Huskies’ defensive problems kill positive vibes of a win
Two games into a bizarre start to the 2014 season, the Washington football team leads the nation in one category. Unfulfilling victories.
Times staff columnist
Two games into a bizarre start to the 2014 season, the Washington football team leads the nation in one category.
The Huskies are 2-0, but they aren’t good. Despite a terrible offensive showing, they squeaked past a bad Hawaii team last week. On Saturday, they scored 59 points, amassed 536 yards — and left most everyone at Husky Stadium dissatisfied, even angry, about their performance.
That’s because the Huskies allowed 52 points and 573 yards to Eastern Washington, the second-ranked team in the Football Championship Subdivision, a level below the UW. Leave it to these Huskies, in an unfamiliar state under new coach Chris Petersen, to provide thrills on the way to disappointment.
The Huskies are creating a new genre of triumph. Call it the winning fiasco.
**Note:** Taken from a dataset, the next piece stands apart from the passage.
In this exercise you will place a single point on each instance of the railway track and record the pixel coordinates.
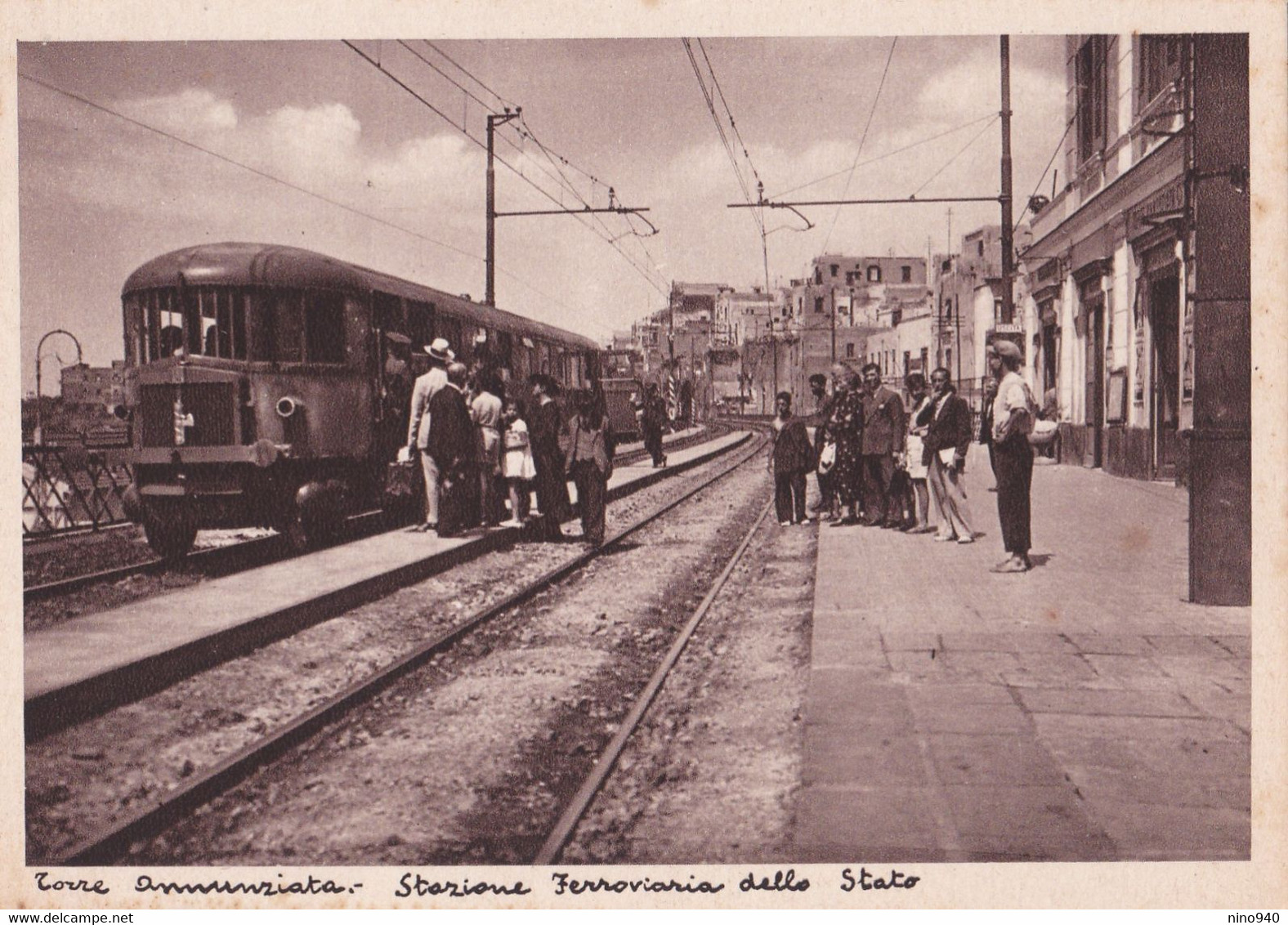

“A win is what we want,” linebacker John Timu said. “But then again, we don’t want to win like that.”
Like that is allowing 475 yards and seven touchdown passes to Eastern quarterback Vernon Adams Jr., an all-time-great opponent performance at Husky Stadium.
Like that is seeing Washington take a 21-0 lead midway through the first quarter and play like the inferior team the rest of the way.
Like that is knowing, as flawless as Adams was, the Husky defense simply can’t bleed this much, and the young secondary is a problem that may haunt the team all season.
Asked if he’s concerned about the defense, Petersen said: “Extremely. We’ve got to play a lot better than that.”
The frustration is obvious, but beyond it, there’s also a reality that Petersen, his team and the entire Husky following cannot ignore: Even though Steve Sarkisian left behind a good amount of talent, Washington isn’t picking up where it left off last season. The Huskies aren’t exactly starting over after finishing 9-4 in 2013, but they’re no easy bet to reach double-digit victories this season.
They should grow and become a decent team because they’re loaded with experience on the offensive and defensive lines. But they’re unproven in most of the other position groups, and the youth is stunningly evident in the secondary, where they lost three starting defensive backs from last year’s team.
Eastern Washington exploited all of the secondary’s issues. Adams is a phenomenal quarterback, coach Beau Baldwin’s offensive system is multifaceted and clever, and wide receivers Cooper Kupp and Kendrick Bourne lead a talented receiving corps.
Kupp and Bourne combined for 16 receptions, 259 yards and four touchdowns. Even Washington star cornerback Marcus Peters was burned by Eastern.
Add foolish penalties to the coverage issues, and the Washington defense looked more out of sorts than it has since former defensive coordinator Nick Holt was fired after allowing 777 yards to Baylor in a 67-56 Alamo Bowl loss three years ago. The Huskies committed 10 penalties for 100 yards, many of them of the undisciplined variety. Peters was benched for committing a personal foul late in the third quarter after Shaq Thompson had sacked Adams on third down. The penalty continued the Eastern drive and led to Adams’ sixth touchdown pass.
The Huskies did plenty good, but the defensive problems killed the positive vibes. Quarterback Cyler Miles returned from suspension, threw for 180 yards, rushed for 58 and accounted for four touchdowns. Led by Lavon Coleman’s 118 yards, the Washington running game produced 356 yards and 6.2 yards per carry. Nose tackle Danny Shelton had 12 tackles and four sacks. Thompson had 14 tackles on defense, and he played one offensive series, rushing three times for 66 yards, including a 57-yard touchdown run.
But the Huskies won’t survive in the Pac-12 — the most dynamic offensive conference in the nation — without overall defensive improvement.
“We have a lot of room to get better, covering-wise, tackling-wise,” Thompson said. “We’ve got to come together and help each other out.”
Adams should prove peerless in the way he dissected this UW team. But while others might not put up 475 yards, Adams and Eastern clearly provided a blueprint for attacking the Huskies.
The Petersen era has begun with consecutive wins and consecutive head-scratchers.
“We’ve got to get some things figured out in a hurry,” Petersen said.
The Huskies would be wise not to attempt another winning fiasco. The fiasco part is sustainable, but winning this way is not.